Rodney Everett, his uncle, said Walter was a “good-natured person.”
“I’m just disappointed that his life ended like it has. I don’t think it’s right. I don’t think it’s right at all. I don’t think they did any justice,” he said.
“This has got to stop.”
It’s likely further repression is to come—the city is now under a 9pm curfew.
Rage
Protesters are taking to the streets in a cry of rage against a system that allows white cops to kill black men.
And they are being badly let down by their elected representatives. Philadelphia Democrat mayor Jim Kenney said, the video of the shooting, “presents difficult questions that must be answered.”
Although he acknowledged that black people lived under “systematic racism” he tweeted out for a “shared call for peace in Philadelphia”.
It’s this type of mealy-mouthed response that has helped drive the BLM movement which has been one of the defining issues in US society.
The officers involved in the shooting haven’t been sacked or even suspended—they’ve been put on desk duty pending an investigation.
And the police union defended its members, saying they were “vilified for doing their job and keeping the community safe”.
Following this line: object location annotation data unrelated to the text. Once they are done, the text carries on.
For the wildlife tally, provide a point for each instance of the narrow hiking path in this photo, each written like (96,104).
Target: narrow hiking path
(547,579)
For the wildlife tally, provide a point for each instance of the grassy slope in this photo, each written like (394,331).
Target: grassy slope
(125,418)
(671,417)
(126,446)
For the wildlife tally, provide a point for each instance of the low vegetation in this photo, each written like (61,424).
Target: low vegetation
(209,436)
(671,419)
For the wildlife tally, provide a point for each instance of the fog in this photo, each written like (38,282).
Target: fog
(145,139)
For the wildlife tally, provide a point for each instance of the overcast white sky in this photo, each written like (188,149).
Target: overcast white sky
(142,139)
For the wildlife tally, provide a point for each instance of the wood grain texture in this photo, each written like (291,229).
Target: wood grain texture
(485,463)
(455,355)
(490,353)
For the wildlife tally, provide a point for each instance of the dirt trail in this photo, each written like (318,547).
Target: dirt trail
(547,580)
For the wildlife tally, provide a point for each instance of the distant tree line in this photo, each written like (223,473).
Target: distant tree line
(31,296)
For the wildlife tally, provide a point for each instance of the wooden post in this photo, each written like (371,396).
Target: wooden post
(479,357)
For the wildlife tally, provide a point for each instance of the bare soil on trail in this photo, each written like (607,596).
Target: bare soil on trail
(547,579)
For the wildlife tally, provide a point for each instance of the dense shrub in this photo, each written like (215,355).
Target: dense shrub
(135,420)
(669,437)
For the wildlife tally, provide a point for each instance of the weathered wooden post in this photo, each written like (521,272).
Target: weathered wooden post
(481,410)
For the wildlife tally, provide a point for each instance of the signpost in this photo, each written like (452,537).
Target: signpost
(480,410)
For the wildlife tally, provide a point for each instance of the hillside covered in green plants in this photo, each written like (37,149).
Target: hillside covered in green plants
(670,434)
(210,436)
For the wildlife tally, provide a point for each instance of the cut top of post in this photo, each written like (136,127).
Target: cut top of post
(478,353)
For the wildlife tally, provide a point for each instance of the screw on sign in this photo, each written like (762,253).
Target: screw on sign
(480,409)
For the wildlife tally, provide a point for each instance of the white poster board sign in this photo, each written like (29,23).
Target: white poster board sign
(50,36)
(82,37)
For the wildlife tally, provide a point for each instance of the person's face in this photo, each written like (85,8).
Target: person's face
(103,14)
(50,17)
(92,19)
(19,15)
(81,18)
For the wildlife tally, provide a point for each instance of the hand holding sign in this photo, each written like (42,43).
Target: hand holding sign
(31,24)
John McNesby from the Fraternal Order of Police Lodge 5 claimed that the cops “are traumatised by being involved in a fatal shooting”.
A White House spokesperson issued a statement defending the cops. “We can never allow mob rule.”
“The Trump administration stands proudly with law enforcement, and stands ready, upon request, to deploy any and all Federal resources to end these riots,” it said.
Trump himself was even more vicious.
On Wednesday he spoke at an election rally in Arizona and said Democrat presidential hopeful Joe Biden was to blame.
“Last night, the city of Philadelphia was ransacked by violent mobs and Biden-supported people.
“These were all Biden-supported people, and he wouldn’t even call them out,” he said.
But Biden ran from any possible identification with BLM protesters. He was asked on Wednesday what he would say to Philadelphia protesters.
“What I say is that there is no excuse whatsoever for the looting and the violence. None whatsoever,” he replied.
Trump won the state of Pennsylvania in 2016, and has been pushing himself forward as the “law and order” candidate who can keep the state’s residents safe.
But it’s the movement holding trigger-happy, racist police to account that will protect people from further violence—not Trump, Biden or the system they represent.